The resulting shouting, turning the initial investigation into Insult Mud Wrestling, was halted by a voice rising above the volume.
"There's four camera crews outside," the bellowing man informed. "Reporters saying the board's here as suspects."
Exit three generations of ridiculous money, tripping over their Italian shoes to reclaim their reputations from rumor. A litany of 'this is your fault' and 'why I never's' drifted like cigar smoke behind them. Olivia smiled, an inadvisable expression when one's face hovered over the stench of soggy people. She knew that voice.
Stretchers carrying long, dull black bags fought against the museum-like steps and the caster wheels argued about their cruel treatment.
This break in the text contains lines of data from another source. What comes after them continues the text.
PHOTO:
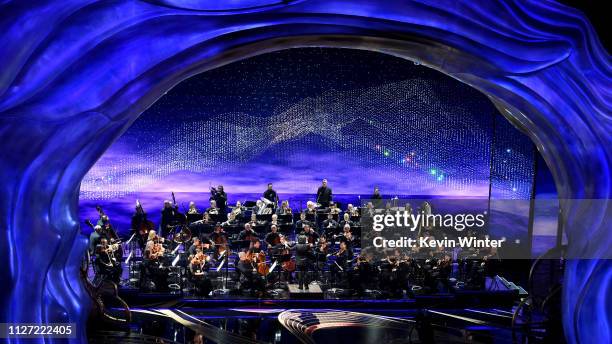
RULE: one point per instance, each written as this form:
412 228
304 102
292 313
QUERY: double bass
288 265
144 226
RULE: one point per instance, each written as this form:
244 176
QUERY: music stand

Two boulder-weight cameras followed the deafening progress, filming the unidentified bodies being carted off to what the public might assume would be a certified, upstanding coroner who didn't take self-made, hallucinogenic shakes with his eggs.
Standing on the landing facing a crisp sunrise, Olivia turned to the man currently brushing the stain of heirloom wealth from his coat. He liked money, she knew, but while he wanted it handed to him, Peter never held out his hand. He'd worked for it, snapping the backs of a few laws in the process. The bankers only worked at spending ancestral dimes in exorbitant increments even as they stuck out eager palms for government bailouts.
"What was that about?"
"What?" Of all the things a genius can do, they can't successfully play dumb.
Olivia conducted a stance that, though hands weren't on hips, indicated they might as well be. "Increasing the number of reporters through what the bureau likes to call A Lie."
The man had the good grace to look offended. "Merely an exaggeration."
"That could have compromised the investigation." The conviction of tone was missing. It was too damned early.
False statements were better left to the criminals, she wanted to tell him. That he'd frequently been one kept her from bothering.
Peter paid the emerging sliver of sun a day's worth of attention. "You wanted them gone, right?"
And that she did, because agents are armed with pistols but that family came standard with machine gun attorneys. A blood bath need only happen once a night. Or a de-boning, as the case may be.
Muttering something about social engineering, Peter steered her into a morning that promised loose skin and lengthy interrogations. If asked, Olivia would have to deny knowledge of the person who'd sent the bankers out into a night full of absolutely no cameras. The news vans hadn't arrived for an hour after they'd rushed out to claim an interview. But when Peter slapped an over-rich coffee into her hand, the prospects of the day brightened.
"Just don't do it again."
And expect a lawsuit before it's over.